Este martes desfiló en París por primera vez la marca Each x Other, fundada por el dúo francosueco de treintañeros Ilan Delouis y Jenny Mannerheim, que junto a su nueva diseñadora Masha Gard presentaron una colección que giró en torno al traje sastre, dominada por el azul marino y el cuero.

 

“Queríamos mostrar que el vestuario masculino podía transformarse en otra cosa, y le dimos cierto estilo y elegancia con un toque femenino”, explicó Ilan Delouis, visiblemente emocionado tras su primer desfile.

 

La tonalidad fue más sombría de lo habitual en la colección de la marca Dévastée de los jóvenes franceses Ophélie Klere y François Alary, pareja en el taller y en la vida real, que acaban de abrir una tienda monomarca en Tokio en la que además de ropa venden vajilla y papelería.

 

Sus modelos en blanco y negro transmiten una atmósfera inquietante y sombría, algo gótica, con motivos estampados que evocan tumbas de cementerio y paisajes románticos.

 

“El peso, en el sentido de la densidad, es un poco el tema de la colección”, explicó Ophélie Klere a la AFP. Como si hubiese anticipado de manera intuitiva los tiempos de una realidad ensombrecida por los recientes atentados o profanaciones de cementerios en Francia, su compañero François Alary, que diseña los estampados de la colección, dijo que además de las lápidas fúnebres ya presentes en temporadas anteriores este año se había inspirado en dibujos holandeses del siglo XVIII.

 

“Me dije que los dibujos iban a ser más intensos y profundos.
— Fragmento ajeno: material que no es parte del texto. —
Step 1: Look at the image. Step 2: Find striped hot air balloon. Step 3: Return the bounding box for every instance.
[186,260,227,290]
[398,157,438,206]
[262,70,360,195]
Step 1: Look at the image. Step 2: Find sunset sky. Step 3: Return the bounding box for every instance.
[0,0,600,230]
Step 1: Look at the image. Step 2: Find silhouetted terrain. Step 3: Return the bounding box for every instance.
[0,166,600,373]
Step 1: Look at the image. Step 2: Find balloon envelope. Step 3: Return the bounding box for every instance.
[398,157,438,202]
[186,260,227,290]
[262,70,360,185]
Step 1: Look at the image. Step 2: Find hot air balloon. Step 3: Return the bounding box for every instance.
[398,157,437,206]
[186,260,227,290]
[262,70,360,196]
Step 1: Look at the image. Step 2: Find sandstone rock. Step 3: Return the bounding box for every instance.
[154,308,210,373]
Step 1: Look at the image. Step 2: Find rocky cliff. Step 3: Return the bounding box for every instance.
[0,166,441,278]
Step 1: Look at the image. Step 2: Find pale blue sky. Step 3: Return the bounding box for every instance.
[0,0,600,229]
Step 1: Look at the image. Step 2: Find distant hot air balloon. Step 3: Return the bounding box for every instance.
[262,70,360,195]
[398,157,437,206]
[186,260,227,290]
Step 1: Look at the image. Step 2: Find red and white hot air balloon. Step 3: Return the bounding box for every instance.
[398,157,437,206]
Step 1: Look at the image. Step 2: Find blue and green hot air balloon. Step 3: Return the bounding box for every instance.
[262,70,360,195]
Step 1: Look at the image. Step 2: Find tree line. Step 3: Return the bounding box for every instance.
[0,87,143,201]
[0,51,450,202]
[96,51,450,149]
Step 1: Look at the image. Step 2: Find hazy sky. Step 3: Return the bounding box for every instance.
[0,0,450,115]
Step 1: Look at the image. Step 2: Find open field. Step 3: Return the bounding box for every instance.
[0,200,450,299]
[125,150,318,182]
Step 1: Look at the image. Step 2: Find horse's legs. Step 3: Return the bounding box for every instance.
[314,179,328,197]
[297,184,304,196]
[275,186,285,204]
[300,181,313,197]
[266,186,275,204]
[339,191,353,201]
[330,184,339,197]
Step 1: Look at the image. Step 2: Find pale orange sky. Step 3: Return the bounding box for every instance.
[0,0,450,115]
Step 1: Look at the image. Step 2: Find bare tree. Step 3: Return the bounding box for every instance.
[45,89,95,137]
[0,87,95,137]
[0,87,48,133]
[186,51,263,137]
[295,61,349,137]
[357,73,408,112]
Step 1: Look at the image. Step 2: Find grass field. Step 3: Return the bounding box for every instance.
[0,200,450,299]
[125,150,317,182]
Me dije de manera intuitiva que la colección tendría cierta forma de brutalidad”, comentó.

 

Y siempre dentro de ese registro, la semana de la moda abrió tras dos pérdidas que enlutaron a la profesión: la muerte el 27 de febrero del norteamericano John Fairchild, figura prominente de la prensa especializada del Women’s Wear Daily (WWD) y el fallecimiento el lunes de Bettina, la modelo top más famosa de los años 50, que ayudó a inmortalizar el “New Look” de la casa Dior.